Tuesday, 4 November, 2008
So says long time freelance writer Yuwanda Black:
Luckily, freelance writing is a career that thrives in good economic times and bad. Why? Simply put, we live in the information age. No matter what’s happening in the world, information needs to be disseminated. When companies cut in-house staff, the “words” still need to get out. Who else are they going to call?
Friday, 3 October, 2008
The ascendancy of the United States is history says John Gray in an article outlining his take on the global financial crisis.
Our gaze might be on the markets melting down, but the upheaval we are experiencing is more than a financial crisis, however large.
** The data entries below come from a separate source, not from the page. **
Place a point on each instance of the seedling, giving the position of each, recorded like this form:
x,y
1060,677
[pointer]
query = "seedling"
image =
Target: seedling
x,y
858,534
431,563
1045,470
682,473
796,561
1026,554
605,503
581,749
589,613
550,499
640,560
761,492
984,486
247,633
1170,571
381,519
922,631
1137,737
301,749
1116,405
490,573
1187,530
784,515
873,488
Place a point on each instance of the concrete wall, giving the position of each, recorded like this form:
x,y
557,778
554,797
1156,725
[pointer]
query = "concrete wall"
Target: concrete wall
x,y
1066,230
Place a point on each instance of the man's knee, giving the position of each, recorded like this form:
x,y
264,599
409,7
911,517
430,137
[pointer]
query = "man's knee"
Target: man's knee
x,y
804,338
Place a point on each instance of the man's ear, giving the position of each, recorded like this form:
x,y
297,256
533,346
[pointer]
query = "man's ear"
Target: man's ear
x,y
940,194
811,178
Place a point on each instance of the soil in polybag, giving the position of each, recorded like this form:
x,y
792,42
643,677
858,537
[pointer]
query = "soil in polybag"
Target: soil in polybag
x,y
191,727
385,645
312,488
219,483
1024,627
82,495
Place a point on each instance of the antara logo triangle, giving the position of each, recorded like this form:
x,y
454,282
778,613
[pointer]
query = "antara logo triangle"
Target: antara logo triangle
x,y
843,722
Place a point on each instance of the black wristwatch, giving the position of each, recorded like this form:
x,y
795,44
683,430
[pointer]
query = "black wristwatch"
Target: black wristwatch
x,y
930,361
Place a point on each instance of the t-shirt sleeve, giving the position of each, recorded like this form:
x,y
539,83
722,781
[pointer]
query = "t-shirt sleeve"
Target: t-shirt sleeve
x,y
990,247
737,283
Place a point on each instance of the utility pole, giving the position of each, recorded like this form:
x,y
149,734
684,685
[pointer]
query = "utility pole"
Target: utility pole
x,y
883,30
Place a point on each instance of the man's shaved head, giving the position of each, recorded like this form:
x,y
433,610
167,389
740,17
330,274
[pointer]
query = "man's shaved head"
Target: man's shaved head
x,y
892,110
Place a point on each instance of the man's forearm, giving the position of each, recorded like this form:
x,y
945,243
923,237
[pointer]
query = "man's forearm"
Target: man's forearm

Here is a historic geopolitical shift, in which the balance of power in the world is being altered irrevocably. The era of American global leadership, reaching back to the Second World War, is over.
If nature abhors a vacuum, what happens next? Neither China or Russia strike me as being of superpower stature… just yet.
In other news, US federal debt has recently broken through the US$10 trillion barrier (US$10,124,225,067,127.69), up from US$5.8 trillion when George W Bush took office in 2001.
Thursday, 2 October, 2008
If Google Trends is anything to by, it seems we are more interested in “our impending inability to afford cupcakes” than share markets crashes or the meltdown of the global financial system.
What you have remember though, is that in times of crisis and uncertainty people will, rightly or wrongly, turn to comfort food to see them through, hence the interest, as I see it, in cupcakes.
Via Everything On The Internet Is True.
Thursday, 2 October, 2008
Now is the time to get entrepreneurial says Seth Godin, because in crisis there is opportunity:
Growth is frightening for a lot of people. It brings change and the opportunity for public failure. So if the astrological signs aren’t right or the water is too cold or we’ve got a twinge in our elbow, we find an excuse. We decide to do it later, or not at all. What a shame. What a waste. Inc. magazine reports that a huge percentage of companies in this year’s Inc. 500 were founded within months of 9/11. Talk about uncertain times. But uncertain times, frozen liquidity, political change and poor astrological forecasts (not to mention chicken entrails) all lead to less competition, more available talent and a do-or-die attitude that causes real change to happen. If I wasn’t already running my own business, today is the day I’d start one.